A giant “NO DANCING” sign will be installed on JFK Promenade in San Francisco’s Golden Gate Park next week, just across the pedestrianized roadway from the daily roller disco at Skatin’ Place.
Don’t be fooled by the message. Passersby are encouraged to flout the rules and shake their tail feathers to their heart’s content.
Made from recycled billboard vinyl, each of the eight red letters is 12 feet tall, and they’re set on a steel structure 8 feet above the ground—meaning the entire thing will stand 20 feet high and run for 115 feet when it’s completed, likely by Oct. 28. It’s a project from Looking Up Arts, which had installed the sign on the playa for Burning Man this year, much to the delight of people who really like to dance in front of letters that weigh anywhere between 850 and 1,400 pounds.
“The kind of twist is it’s a two-layer piece,” said Looking Up co-founder Cody Smith. “The outer layer you can see from far away, and people think it’s cheeky that someone would tell you not to dance. Then you look closer, and there’s the story of someone’s life who’s been affected by rules of oppression: banished, expelled, incarcerated, outcast.”
That’s the inner layer, nine brief stories of individuals, some from San Francisco, that can only be read up close. Smith, who is “N1”—meaning the N in “NO,” as there are two other N’s—says the team went for as wide a range of people as they could.
The O is a testament to overcoming obsessive-compulsive disorder. The A was an ex-Mormon woman who turned to dance when the church would not provide solace as her marriage failed. The G is from a lesbian who had a difficult coming-out, and queer couples would cluster around it in Black Rock City, dancing together.
Smith’s hope is that these stories are potent enough to touch hearts and, along with the height, dissuade any would-be taggers. But he’s got degreaser ready, just in case.
Tamara Aparton, a spokesperson for the San Francisco Recreation and Park Department, confirmed that “NO DANCING” is sanctioned by the city, as the latest component of JFK Drive’s Golden Mile, which for the last year has had Doggie Diner heads, pianos and yellow Adirondack chairs sprinkled throughout a section of the park.
The Golden Mile, in turn, was a project from Illuminate, the San Francisco nonprofit arts organization that’s mounted large-scale works like Market Street’s Pride Month rainbow lasers and the now-dark Bay Lights. Wizards at getting permission from the city to do ambitious stuff, Illuminate and its leader Ben Davis helped fund some of the labor, with volunteers covering much of the rest.

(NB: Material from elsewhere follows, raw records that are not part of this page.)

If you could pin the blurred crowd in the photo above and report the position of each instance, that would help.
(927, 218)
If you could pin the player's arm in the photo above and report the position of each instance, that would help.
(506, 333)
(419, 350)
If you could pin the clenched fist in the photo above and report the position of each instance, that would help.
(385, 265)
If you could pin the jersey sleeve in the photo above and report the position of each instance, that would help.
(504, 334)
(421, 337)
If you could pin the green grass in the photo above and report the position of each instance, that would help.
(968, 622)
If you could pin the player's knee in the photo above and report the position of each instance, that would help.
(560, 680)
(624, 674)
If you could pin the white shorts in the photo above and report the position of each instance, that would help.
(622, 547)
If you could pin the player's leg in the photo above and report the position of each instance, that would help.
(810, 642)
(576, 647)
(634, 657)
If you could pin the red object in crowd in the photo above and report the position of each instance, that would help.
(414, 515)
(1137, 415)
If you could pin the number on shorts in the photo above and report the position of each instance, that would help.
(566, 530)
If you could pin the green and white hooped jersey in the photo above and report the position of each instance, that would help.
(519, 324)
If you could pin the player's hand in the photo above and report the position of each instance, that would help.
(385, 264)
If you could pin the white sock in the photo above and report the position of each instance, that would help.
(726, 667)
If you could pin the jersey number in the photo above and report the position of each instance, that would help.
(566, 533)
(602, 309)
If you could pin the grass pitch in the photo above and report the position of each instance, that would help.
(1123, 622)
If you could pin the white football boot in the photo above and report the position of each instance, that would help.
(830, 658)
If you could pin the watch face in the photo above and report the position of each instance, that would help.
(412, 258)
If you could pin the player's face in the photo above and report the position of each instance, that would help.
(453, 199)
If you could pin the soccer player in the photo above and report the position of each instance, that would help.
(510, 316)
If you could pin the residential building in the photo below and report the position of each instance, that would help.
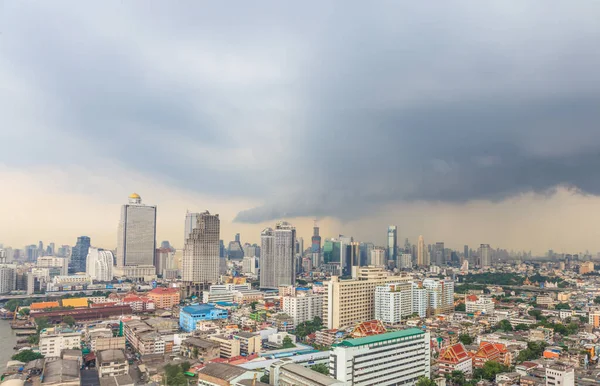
(79, 253)
(303, 307)
(286, 373)
(54, 340)
(201, 251)
(352, 301)
(393, 358)
(455, 358)
(99, 264)
(111, 363)
(136, 235)
(277, 265)
(560, 375)
(190, 315)
(393, 302)
(200, 349)
(479, 304)
(165, 298)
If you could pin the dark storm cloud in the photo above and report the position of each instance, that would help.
(321, 110)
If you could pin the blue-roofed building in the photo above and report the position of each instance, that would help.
(190, 315)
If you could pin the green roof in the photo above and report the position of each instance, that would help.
(380, 338)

“Illuminate championed the vision for bringing it onto JFK Promenade, aka the Golden Mile, across from the Skatin’ Place,” Davis told The Standard.
In the meantime, the letters are labor-intensive to install, having gotten rusty at the Burn. As they’ll be in place for at least a year, fastening them to the steel requires pulling them tight, like a corset.
“We had to get a proper layer of Rust-Oleum put on the metal before we stretched the billboard vinyl back over the frame,” Smith said. “The lacing goes through fingers, like paper dolls that wrap on the edge. It takes many hours of work.”